Obituaries and Tributes

Monday, January 1, 2007
Bangor Daily News

Longtime BDN editor dies

A longtime editor at the Bangor Daily News died suddenly Friday, four days after working Christmas Day for the company that employed him for 22 years.

Carroll Dana Astbury of Hampden was 58 years old.

Astbury grew up in the Blue Hill area and later lived in Orrington. He worked for the paper in numerous capacities during his career, including in the promotions department and as business writer, business editor, assignment editor and news editor.

His most recent position was as an assignment editor overseeing the business page and the Hancock County bureau in Ellsworth.

A funeral service for Astbury will be held at 1 p.m. Tuesday, Jan. 2, at the Brookings-Smith funeral home on South Main Street in Brewer.

Julie Murchison Harris, managing editor at the Bangor Daily News, knew Astbury well, having worked closely with him for many years.

"Carroll loved his job because he loved people, and journalism gave him a chance to tell their stories, to share a bit of something he had discovered," Harris said. "He had a creative mind that helped him stay positive and look for the fun life offered."

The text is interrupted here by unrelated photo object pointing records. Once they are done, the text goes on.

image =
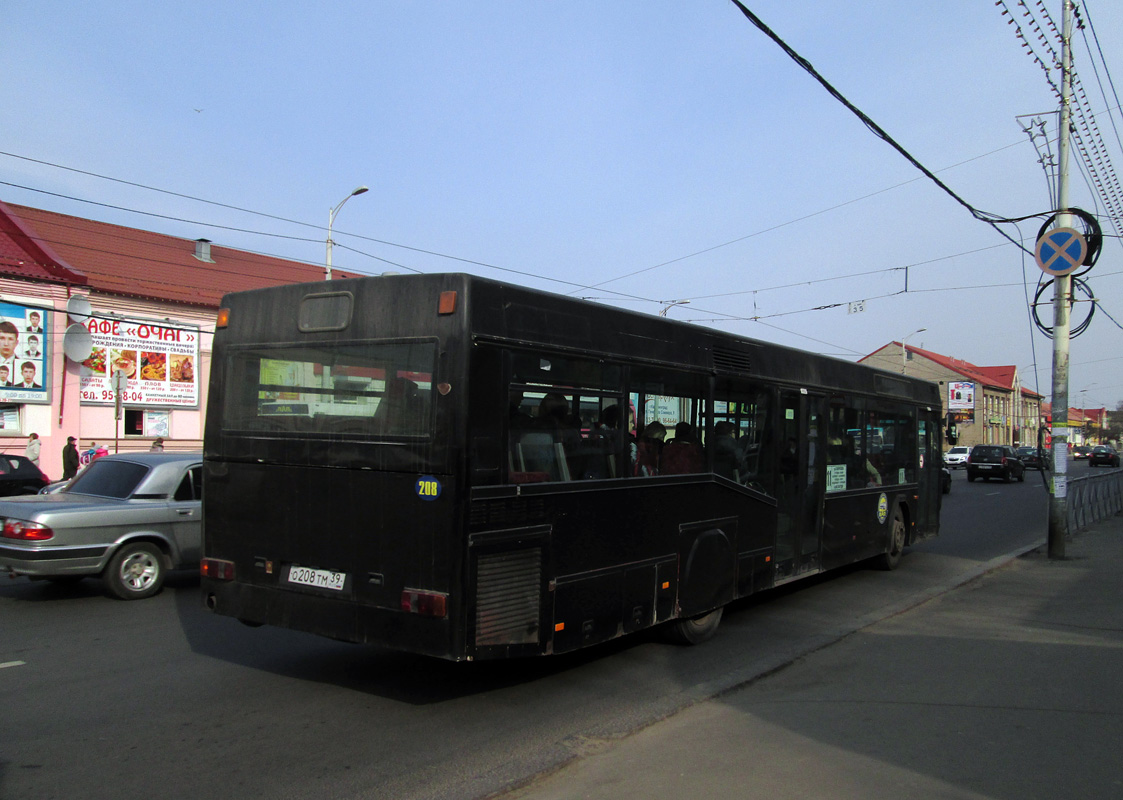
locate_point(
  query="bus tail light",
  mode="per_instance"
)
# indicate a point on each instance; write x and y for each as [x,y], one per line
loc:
[217,569]
[26,532]
[426,603]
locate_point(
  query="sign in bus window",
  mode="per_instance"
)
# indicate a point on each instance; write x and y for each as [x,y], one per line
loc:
[365,390]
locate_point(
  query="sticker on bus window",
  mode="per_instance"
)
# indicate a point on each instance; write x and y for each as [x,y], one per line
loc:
[428,488]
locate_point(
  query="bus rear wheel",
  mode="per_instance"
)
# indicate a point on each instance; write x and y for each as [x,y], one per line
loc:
[696,629]
[892,557]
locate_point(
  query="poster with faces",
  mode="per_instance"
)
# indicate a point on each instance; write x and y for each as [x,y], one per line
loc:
[24,346]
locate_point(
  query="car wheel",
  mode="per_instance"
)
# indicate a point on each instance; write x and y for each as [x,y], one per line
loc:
[892,558]
[695,630]
[135,572]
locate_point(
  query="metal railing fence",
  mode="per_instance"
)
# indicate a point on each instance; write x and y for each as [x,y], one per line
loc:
[1092,498]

Jane Madigan, senior vice president for marketing and human resources for Merrill Bank, said Sunday that she had always enjoyed her interactions with Astbury.

"We would reconnect after not talking for several months, and it was always a wonderful conversation," she said. "He was incredibly bright and thoughtful and a consummate professional. Banking was just one of the things he wrote about and was knowledgeable about. I’ll really miss him."

Mark Woodward, executive editor of the paper, said that Astbury’s outgoing personality allowed him to get to know quickly the people he was writing about.

His background in economic statistics strengthened his natural ability to be analytical and to get straight facts when learning about an issue, he added.

"He was gregarious by nature," Woodward said. "He had an amazing ability to connect with people and was genuinely interested in them. All of that was very important to him as a reporter."

George MacLeod, a Bucksport restaurateur and real estate agent, recalled Sunday that he always felt comfortable talking to Astbury, whether it was about their personal lives or about wider issues.

"He was a real likable kind of person," MacLeod said. "He was very sincere and had no agendas."

Astbury graduated from George Stevens Academy in Blue Hill in 1966 as valedictorian of his class. He graduated from Bowdoin College in Brunswick in 1970 with a degree in economics and then briefly worked as a substitute teacher back at GSA.

He was taking accounting courses at Northeastern University in Boston when he was drafted for military service in 1971.

As a result, Astbury joined the Navy and went with his new wife, Leslie Astbury, to Europe where he was stationed as a communications specialist in what was then West Germany.

They lived first in Bremerhaven and then in Augsburg, traveling to nearby cities such as Vienna and Munich, where they attended the 1972 Olympic Games.

The couple returned to Maine when Astbury left the military in 1974.

For the next two years he was a graduate research assistant in the department of agricultural and resource economics at the University of Maine in Orono.

In 1976 he went to work for the Maine Department of Labor as an economic research analyst. He worked for the state for eight years in that position before taking a job in the Bangor Daily News promotions department in 1984.

He became the paper’s business writer in 1986, moving into the newsroom where he would stay for the next 20 years.

An accomplished guitar player, Astbury also was an avid sports fan and enjoyed going to Patriots games and Red Sox games with his son, Will.

Besides his wife and son, Astbury is survived by his parents, a brother, a daughter-in-law, several nieces and nephews and many other relatives.